We have made AlphaMissense’s predictions freely available to both the commercial and scientific communities. We are working with EMBL-EBI to make it even easier to use through the Ensembl Variant Effect Predictor.
In addition to a lookup table of missense mutations, we shared expanded predictions of all 216 million possible single amino acid sequence substitutions across over 19,000 human proteins. We also included the average prediction for each gene. This is similar to measuring the evolutionary constraints of genes. This indicates how important that gene is to the survival of the organism.
Example of an AlphaMissense prediction overlaid on an AlphaFold prediction structure (red = predicted to be pathogenic, blue = predicted to be benign, gray = uncertain). Red dots represent known pathogenic missense variants and blue dots represent known benign variants from the ClinVar database.
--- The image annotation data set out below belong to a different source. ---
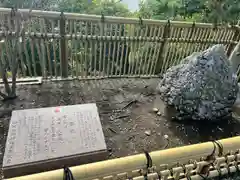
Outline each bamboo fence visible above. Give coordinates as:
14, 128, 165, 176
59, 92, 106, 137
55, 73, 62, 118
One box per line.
0, 8, 240, 79
4, 136, 240, 180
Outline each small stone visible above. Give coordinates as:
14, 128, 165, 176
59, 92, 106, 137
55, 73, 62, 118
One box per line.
163, 134, 169, 139
153, 108, 159, 113
145, 130, 151, 136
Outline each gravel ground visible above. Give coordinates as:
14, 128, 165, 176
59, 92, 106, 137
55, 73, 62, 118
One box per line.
0, 79, 240, 179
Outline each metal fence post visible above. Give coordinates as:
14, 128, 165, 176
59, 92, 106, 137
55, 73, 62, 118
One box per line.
60, 12, 68, 78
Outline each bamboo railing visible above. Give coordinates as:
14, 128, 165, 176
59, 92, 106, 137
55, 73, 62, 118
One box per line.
0, 8, 240, 79
5, 136, 240, 180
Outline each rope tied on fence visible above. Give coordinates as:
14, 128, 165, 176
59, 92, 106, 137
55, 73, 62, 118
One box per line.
63, 166, 75, 180
143, 151, 152, 180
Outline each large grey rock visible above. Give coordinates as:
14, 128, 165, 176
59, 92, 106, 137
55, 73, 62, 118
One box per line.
158, 45, 238, 120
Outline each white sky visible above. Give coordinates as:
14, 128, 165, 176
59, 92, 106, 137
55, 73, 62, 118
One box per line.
122, 0, 139, 11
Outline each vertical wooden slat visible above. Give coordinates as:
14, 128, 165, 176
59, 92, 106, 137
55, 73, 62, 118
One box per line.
129, 25, 139, 75
67, 20, 74, 78
73, 21, 79, 78
89, 22, 95, 77
102, 23, 108, 76
133, 24, 144, 76
115, 24, 121, 75
123, 24, 130, 75
43, 19, 53, 78
29, 38, 37, 76
35, 39, 44, 76
78, 21, 85, 78
107, 24, 113, 76
84, 21, 90, 78
40, 19, 47, 78
60, 12, 68, 77
187, 27, 202, 58
111, 24, 117, 76
163, 27, 179, 72
151, 26, 163, 75
119, 24, 126, 76
149, 26, 159, 75
45, 39, 53, 78
227, 27, 240, 56
99, 18, 105, 76
158, 21, 171, 74
23, 38, 32, 77
145, 26, 154, 76
140, 25, 149, 75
Left: HBB protein. Variants of this protein can cause sickle cell anemia.
Right: CFTR protein. Variants of this protein can cause cystic fibrosis.
Accelerating genetic disease research
An important step in translating this research is to collaborate with the scientific community. We have been working with Genomics England to explore how these predictions can help research the genetics of rare diseases. Genomics England cross-referenced AlphaMissense’s findings with previously compiled variant virulence data on human participants. Their evaluation confirmed that our predictions were accurate and consistent, providing AlphaMissense with another real-world benchmark.
Although our predictions are not designed for direct use in the clinic and must be interpreted in conjunction with other sources of evidence, this study could improve diagnosis of rare genetic diseases and identify new disease causes. It may be useful for gene discovery.
Ultimately, the hope is that AlphaMissense, along with other tools, will help researchers better understand diseases and develop new life-saving treatments.
Learn more about AlphaMissense here.
Precautions
*As of March 13, 2024, AlphaMissense predictions are available under the CC BY v.4 license, which lifts the previous non-commercial use restriction. Please refer to the public database and Zenodo for detailed access information.
We would like to thank Juanita Bawagan, Jess Valdez, Katie McAtackney, Kathryn Seager, and Hollie Dobson for their help with the text and figures. We would also like to thank our external partners Genomics England and EMBL-EBI for their continued support. This research was made possible thanks to the contributions of co-authors: Guido Novati, Joshua Pan, Clare Bycroft, Akvilė Žemgulytė, Taylor Applebaum, Alexander Pritzel, Lai Hon Wong, Michal Zielinski, Tobias Sargeant, Rosalia G. Schneider, Andrew W. Sr., John Jumper, Demis Hassabis, Pushmeet Kohli. Also, Catherine Tunyasvnakur, Rob Fergus, Eliseo Papa, David La, Zachary Wu, Sarah Jane Dunn, Kyle R. Taylor, Natasha Latisheva, I would also like to thank Hamish Tomlinson, Augustin Zidek, Roz Onions, Mira Lutfi, John Small and Molly. Thanks to Beck, Annette Obika, Hannah Gladman, Folake Abu, Alyssa Pierce, James Tam, Q Green, Meera Last, Tharindi Hapuarachchi, and the greater Google DeepMind team for their support, assistance, and feedback. I will.